In Spain, the minimum wage is €7.96/hr ($9.27 USD). In the Democratic Republic of the Congo, it is FC884/hr ($0.31 USD). Spain has the higher rate by 2847% in USD terms. That nominal gap does not account for local prices; see the purchasing power comparison below for a cost-of-living-adjusted view. Workers in the Democratic Republic of the Congo may retain a larger share of their earnings if prices there are lower.
How much more does the average worker earn in Spain compared to Democratic Republic of the Congo?
The average gross salary in Spain is €2,450/mo ($2,853.15 USD), compared to FC400,000/mo ($142.35 USD) in the Democratic Republic of the Congo. In USD terms, workers in Spain earn approximately 1904% more. Average salaries reflect the full labor market, not just the minimum wage floor. The gap between Spain and Democratic Republic of the Congo is shaped by differences in industry composition, labor productivity, and the overall cost of living in each country. Workers in Spain earn more in nominal terms, though how far that income stretches depends on local prices in the Democratic Republic of the Congo.
Which country has better purchasing power for minimum wage workers, Spain or Democratic Republic of the Congo?

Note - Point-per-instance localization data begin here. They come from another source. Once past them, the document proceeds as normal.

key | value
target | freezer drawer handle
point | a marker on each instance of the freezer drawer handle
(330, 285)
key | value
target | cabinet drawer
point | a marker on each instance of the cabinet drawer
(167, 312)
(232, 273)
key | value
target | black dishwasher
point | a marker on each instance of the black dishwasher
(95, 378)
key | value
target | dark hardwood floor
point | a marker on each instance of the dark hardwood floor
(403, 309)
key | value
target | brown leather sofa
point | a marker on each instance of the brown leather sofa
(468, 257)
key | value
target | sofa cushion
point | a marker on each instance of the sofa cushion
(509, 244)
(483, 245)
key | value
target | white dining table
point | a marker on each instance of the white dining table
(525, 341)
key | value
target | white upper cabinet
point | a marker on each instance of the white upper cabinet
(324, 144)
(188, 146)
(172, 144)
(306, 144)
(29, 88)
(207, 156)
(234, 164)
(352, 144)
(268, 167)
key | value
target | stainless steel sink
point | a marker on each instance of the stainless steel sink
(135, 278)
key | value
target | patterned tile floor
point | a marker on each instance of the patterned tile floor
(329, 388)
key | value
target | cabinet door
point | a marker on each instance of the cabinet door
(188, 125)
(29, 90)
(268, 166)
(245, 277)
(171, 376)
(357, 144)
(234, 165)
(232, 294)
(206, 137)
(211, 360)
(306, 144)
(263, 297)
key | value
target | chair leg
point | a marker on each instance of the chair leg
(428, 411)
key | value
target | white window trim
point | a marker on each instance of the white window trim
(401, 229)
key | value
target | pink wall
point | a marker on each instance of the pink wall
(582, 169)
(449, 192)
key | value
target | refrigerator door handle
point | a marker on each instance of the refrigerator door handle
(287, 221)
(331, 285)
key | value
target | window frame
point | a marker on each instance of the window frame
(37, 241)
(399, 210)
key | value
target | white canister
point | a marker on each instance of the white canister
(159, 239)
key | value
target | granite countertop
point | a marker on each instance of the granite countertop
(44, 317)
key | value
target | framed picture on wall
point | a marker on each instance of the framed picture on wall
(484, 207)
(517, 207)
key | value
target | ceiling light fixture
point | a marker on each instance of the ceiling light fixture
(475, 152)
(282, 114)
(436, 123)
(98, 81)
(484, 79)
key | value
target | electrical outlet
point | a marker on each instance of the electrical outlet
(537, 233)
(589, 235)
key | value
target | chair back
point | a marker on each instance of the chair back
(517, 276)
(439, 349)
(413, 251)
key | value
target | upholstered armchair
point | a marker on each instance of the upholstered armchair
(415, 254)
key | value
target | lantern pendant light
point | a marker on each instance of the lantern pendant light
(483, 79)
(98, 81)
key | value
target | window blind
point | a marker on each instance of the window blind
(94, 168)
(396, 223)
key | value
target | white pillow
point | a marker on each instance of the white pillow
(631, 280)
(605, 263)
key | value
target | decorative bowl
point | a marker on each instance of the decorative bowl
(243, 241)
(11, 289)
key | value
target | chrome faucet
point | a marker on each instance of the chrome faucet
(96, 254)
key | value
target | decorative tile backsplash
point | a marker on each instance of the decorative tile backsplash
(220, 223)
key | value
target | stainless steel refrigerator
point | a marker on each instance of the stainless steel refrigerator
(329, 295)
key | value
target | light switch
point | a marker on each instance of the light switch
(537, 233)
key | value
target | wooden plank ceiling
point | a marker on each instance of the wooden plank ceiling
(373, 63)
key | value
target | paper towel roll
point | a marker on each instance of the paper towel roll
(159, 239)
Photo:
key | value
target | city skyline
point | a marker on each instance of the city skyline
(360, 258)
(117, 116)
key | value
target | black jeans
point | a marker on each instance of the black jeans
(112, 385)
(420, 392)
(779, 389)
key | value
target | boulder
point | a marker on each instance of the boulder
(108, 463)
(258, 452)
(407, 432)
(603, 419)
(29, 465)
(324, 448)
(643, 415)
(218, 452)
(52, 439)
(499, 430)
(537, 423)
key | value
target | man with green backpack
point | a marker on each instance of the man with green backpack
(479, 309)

After adjusting for local prices using purchasing power parity (PPP), minimum wage workers in Spain can afford more than those in the Democratic Republic of the Congo. The PPP-adjusted rate is $14 in Spain and $1 in the Democratic Republic of the Congo. PPP converts wages into equivalent US dollar buying power, accounting for what a unit of currency actually buys locally. The 1519% purchasing power gap means that even if the nominal wage in the Democratic Republic of the Congo appears competitive, minimum wage workers there face greater constraints on day-to-day spending.
How do work hours compare between Spain and Democratic Republic of the Congo?
Democratic Republic of the Congo has a longer standard work week at 45 hours, compared to 40 hours in Spain. Workers in Spain work 40 hours per week by law. Longer mandatory hours can offset a nominally higher wage; a worker in Spain working fewer hours may have comparable or better effective hourly earnings depending on the wage levels of each country. Total annual compensation depends on both the wage rate and the number of hours required.
What is the cost of living difference between Spain and Democratic Republic of the Congo?
While direct cost of living data varies by source, GDP per capita (PPP) gives a useful proxy for overall economic level. Spain has the higher GDP per capita at $57,965, which is 31.8x that of Democratic Republic of the Congo at $1,821. From Spain's perspective, this means goods and services are priced at a higher economic level. A higher GDP per capita generally correlates with higher wages, higher consumer prices, and greater availability of goods and services. Workers moving between these two countries should expect significant differences in rent, food, and transportation costs.